La perte de ce poème est un coup pour les ennemis de M. Pierre Benoît. Il eût été plaisant de prouver sur pièces que le jeune romancier n’a fait que remettre en prose les vers de Solon, en y ajoutant des anachronismes et quelques petites inventions de son cru pour démarquer l’original.
Il nous reste le récit de Platon, en son dialogue de Timée. Il est fort agréable, mais nous avons sujet de craindre qu’il ne soit pas exact ni complet.
Le vieux prêtre, qui conte à Solon « le conte de l’isle Atlanticque », a l’air de croire que c’est arrivé. Il s’exprime avec une solennité qui demeure sensible, même à travers la prose nonchalante et familière de Platon. Un grammairien de mes amis me fait observer que ce ton n’est point naturel et ne s’accorde pas avec ce que l’auteur du Timée dit lui-même quelques lignes plus haut :
« Les habitants de Saïs honorent comme fondatrice de leur ville une divinité dont le nom égyptien est Néith, et le nom grec, s’il faut les en croire, Athéna. Ils aiment beaucoup les Athéniens et prétendent être en quelque sorte de leur famille. »
Si les habitants de Saïs étaient de même souche que les Athéniens, ils ne pouvaient manquer d’être fort spirituels et portés à l’ironie. On assure, en effet, que les Anglais, quand ils se sont installés, plus tard, dans cette région de l’Égypte, ont été charmés de trouver chez les habitants une disposition à ce qu’ils appellent humour. Cette ressemblance a beaucoup servi à consolider leur établissement.
Il est donc vraisemblable que Sonchis a tenu à Solon les propos que Platon rapporte, devant témoins, et quand il posait pour la galerie, mais qu’il lui a dit après dîner :
— O étranger, je n’ai point menti, lorsque je t’ai instruit tout à l’heure qu’à une époque très lointaine les rois de l’Atlantide formèrent le dessein d’asservir ta patrie, la mienne, la Lybie, l’Europe entière, et que leur téméraire entreprise échoua, grâce à l’union de tous les peuples menacés. Mais j’ai un peu embelli le rôle des Grecs. Selon la légende qu’ils ont eux-mêmes forgée, je t’ai laissé croire qu’ils avaient été l’âme de la résistance, et qu’à la fin, trahis par leurs alliés, ils avaient lutté seuls pour la liberté du monde.
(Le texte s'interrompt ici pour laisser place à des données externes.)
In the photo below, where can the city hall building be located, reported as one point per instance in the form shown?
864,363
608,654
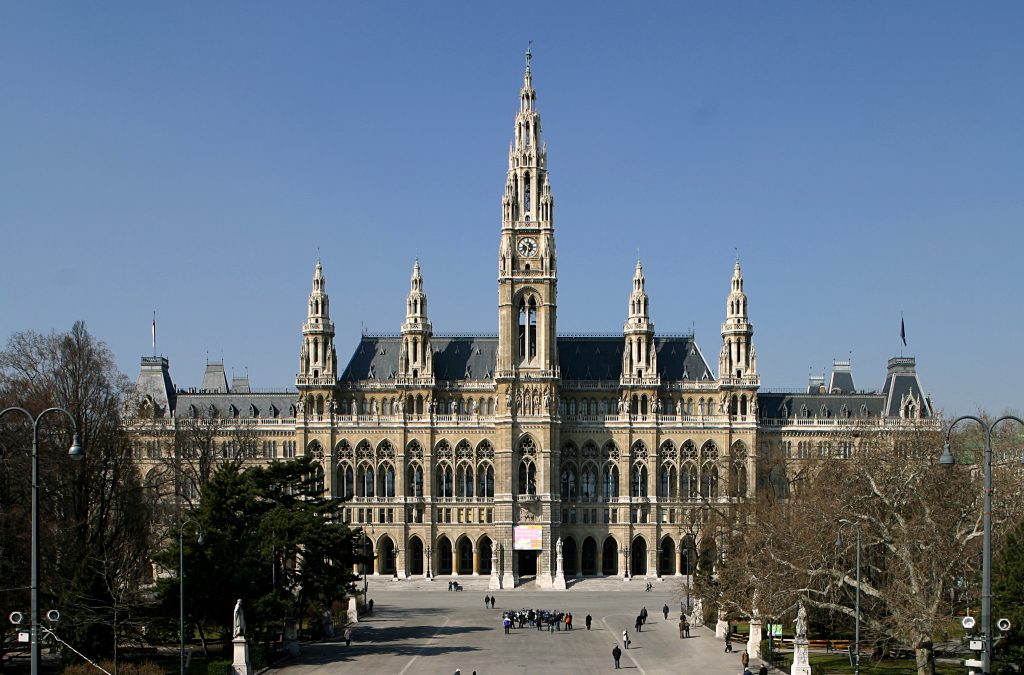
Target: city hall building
527,454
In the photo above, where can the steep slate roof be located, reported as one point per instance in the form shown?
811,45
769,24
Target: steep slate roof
901,380
581,357
791,406
275,405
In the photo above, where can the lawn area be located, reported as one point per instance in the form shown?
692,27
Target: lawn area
834,664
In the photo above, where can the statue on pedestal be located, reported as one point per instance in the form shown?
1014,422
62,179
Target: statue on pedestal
802,623
239,629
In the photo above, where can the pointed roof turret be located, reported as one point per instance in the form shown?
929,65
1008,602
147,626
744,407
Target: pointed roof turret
416,305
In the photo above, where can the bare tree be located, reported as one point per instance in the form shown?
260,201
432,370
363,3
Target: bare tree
92,510
921,530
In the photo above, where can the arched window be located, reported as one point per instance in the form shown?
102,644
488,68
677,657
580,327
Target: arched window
588,482
609,481
444,482
689,479
415,488
464,480
346,480
569,483
527,477
667,481
638,480
366,480
486,479
386,488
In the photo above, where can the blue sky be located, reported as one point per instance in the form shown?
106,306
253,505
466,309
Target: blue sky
865,158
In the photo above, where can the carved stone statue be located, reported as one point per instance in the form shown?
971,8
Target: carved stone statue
802,623
239,629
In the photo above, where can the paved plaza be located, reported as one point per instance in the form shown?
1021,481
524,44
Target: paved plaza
428,632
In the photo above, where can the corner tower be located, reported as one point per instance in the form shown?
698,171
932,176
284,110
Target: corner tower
416,360
527,264
317,361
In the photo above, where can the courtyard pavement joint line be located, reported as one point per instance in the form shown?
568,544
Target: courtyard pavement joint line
413,660
617,636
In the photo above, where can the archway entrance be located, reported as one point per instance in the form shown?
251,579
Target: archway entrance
525,562
485,552
589,556
667,557
465,565
609,557
638,557
568,556
443,556
385,556
414,556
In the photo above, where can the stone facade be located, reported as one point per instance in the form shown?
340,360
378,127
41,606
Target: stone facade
449,447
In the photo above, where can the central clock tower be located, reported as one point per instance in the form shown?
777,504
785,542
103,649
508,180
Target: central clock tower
527,264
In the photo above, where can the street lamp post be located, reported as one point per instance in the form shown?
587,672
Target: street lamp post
75,452
181,588
948,460
856,635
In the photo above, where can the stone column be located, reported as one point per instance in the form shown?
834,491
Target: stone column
801,662
754,643
496,580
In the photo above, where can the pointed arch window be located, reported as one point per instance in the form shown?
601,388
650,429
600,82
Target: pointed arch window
569,483
485,472
667,481
444,481
347,481
464,480
386,488
638,480
588,483
415,480
527,477
365,478
609,481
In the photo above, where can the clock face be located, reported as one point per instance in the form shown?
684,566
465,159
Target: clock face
527,248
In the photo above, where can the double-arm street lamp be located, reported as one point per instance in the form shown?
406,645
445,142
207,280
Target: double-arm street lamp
856,637
948,460
181,586
75,452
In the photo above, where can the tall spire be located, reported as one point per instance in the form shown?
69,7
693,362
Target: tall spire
416,359
738,359
639,354
317,357
527,263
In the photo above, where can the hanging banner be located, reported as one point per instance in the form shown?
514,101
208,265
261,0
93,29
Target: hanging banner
527,538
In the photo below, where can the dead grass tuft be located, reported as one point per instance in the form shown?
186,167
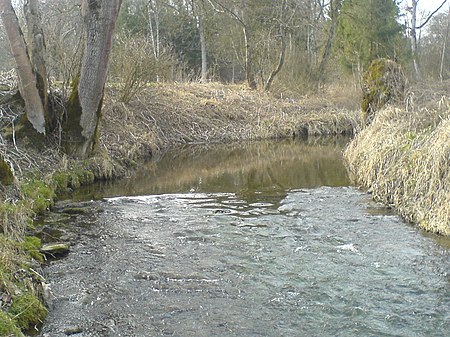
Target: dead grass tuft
168,114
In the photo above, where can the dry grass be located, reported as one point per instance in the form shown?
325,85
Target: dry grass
168,114
403,158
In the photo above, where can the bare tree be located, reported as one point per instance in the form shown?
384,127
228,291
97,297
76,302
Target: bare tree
85,103
27,81
413,27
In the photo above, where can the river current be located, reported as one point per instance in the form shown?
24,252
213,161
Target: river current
258,239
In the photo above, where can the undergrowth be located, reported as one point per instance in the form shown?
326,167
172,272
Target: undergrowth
403,159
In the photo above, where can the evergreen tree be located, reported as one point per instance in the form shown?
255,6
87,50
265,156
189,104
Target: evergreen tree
369,29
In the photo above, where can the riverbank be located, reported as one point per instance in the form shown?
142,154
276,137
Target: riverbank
403,158
162,116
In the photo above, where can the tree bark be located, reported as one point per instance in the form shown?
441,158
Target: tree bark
201,29
37,50
249,75
280,64
335,7
413,35
27,82
85,103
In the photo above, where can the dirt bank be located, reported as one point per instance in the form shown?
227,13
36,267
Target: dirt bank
161,116
403,158
168,114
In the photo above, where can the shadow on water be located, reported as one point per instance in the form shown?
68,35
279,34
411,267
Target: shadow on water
247,168
245,239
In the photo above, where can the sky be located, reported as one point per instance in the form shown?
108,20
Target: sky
430,5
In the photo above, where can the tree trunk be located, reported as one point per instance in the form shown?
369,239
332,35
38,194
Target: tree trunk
280,64
201,29
335,7
249,75
85,103
413,35
27,81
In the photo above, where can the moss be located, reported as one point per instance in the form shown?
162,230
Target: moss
61,181
383,83
8,326
27,311
72,127
85,177
32,245
40,194
6,175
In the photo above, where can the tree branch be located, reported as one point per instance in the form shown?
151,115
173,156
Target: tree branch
431,15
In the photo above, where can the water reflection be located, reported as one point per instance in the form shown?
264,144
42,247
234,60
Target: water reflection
248,169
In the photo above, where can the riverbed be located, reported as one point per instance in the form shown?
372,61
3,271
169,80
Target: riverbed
245,239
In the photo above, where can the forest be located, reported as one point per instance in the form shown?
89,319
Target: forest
284,46
90,89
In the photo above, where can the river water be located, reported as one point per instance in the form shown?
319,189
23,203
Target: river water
256,239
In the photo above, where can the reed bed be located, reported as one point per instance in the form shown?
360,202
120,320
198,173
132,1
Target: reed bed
403,158
168,114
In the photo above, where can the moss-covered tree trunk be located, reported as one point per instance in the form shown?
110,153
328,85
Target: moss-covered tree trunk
36,50
27,81
85,103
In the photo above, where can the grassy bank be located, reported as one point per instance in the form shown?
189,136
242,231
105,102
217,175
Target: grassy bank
403,158
162,116
168,114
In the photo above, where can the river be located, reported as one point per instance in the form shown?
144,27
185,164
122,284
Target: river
248,239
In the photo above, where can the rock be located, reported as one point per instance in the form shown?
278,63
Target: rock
383,83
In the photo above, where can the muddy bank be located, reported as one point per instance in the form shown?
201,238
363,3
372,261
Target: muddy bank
227,246
164,115
168,114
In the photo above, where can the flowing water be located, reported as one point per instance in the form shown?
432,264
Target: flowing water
257,239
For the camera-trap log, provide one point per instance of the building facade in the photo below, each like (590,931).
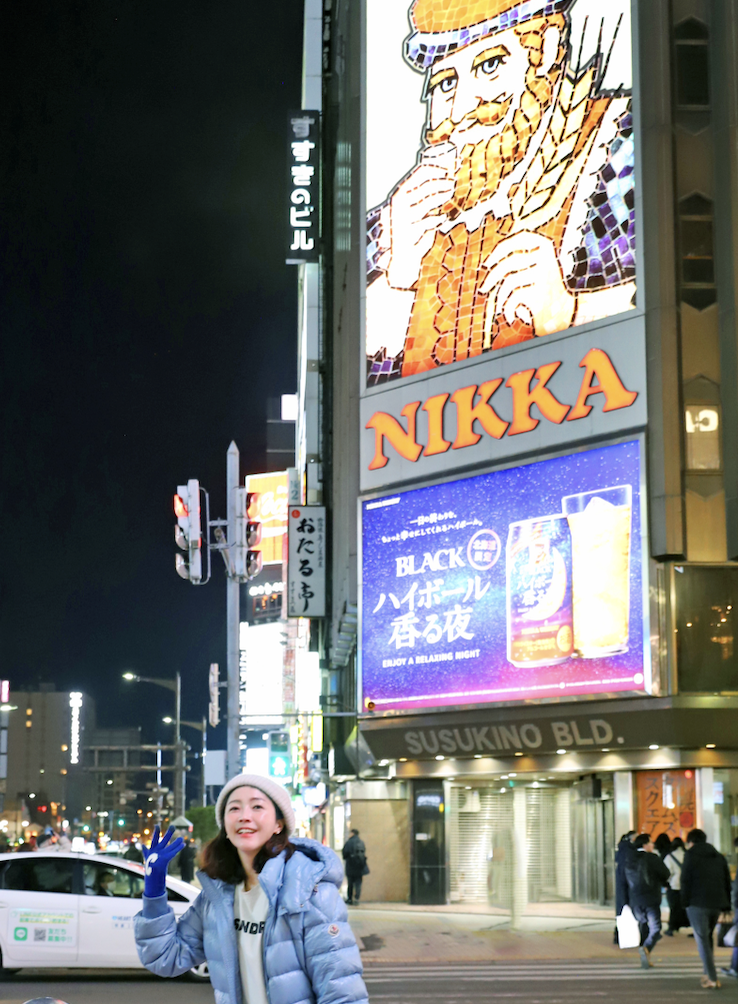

Le vrai est qu’ils ont trahi les premiers, après avoir douté pendant la moitié de la guerre s’ils garderaient ou non leur neutralité, qui leur permettait de trahir plus à leur aise de part et d’autre.
» Ils n’y renoncèrent qu’au dernier moment, quand la victoire du droit semblait acquise, et ils consentirent alors de chasser leur roi Prodote, que les alliés ne pouvaient voir en peinture.
» Cette histoire est moins glorieuse, mais, à mon sens, illustre mieux les qualités de souplesse et de ruse dont notre race commune se targue à juste titre, et elle fait bien voir que tous les autres peuples du monde, au prix de nous, sont des enfants.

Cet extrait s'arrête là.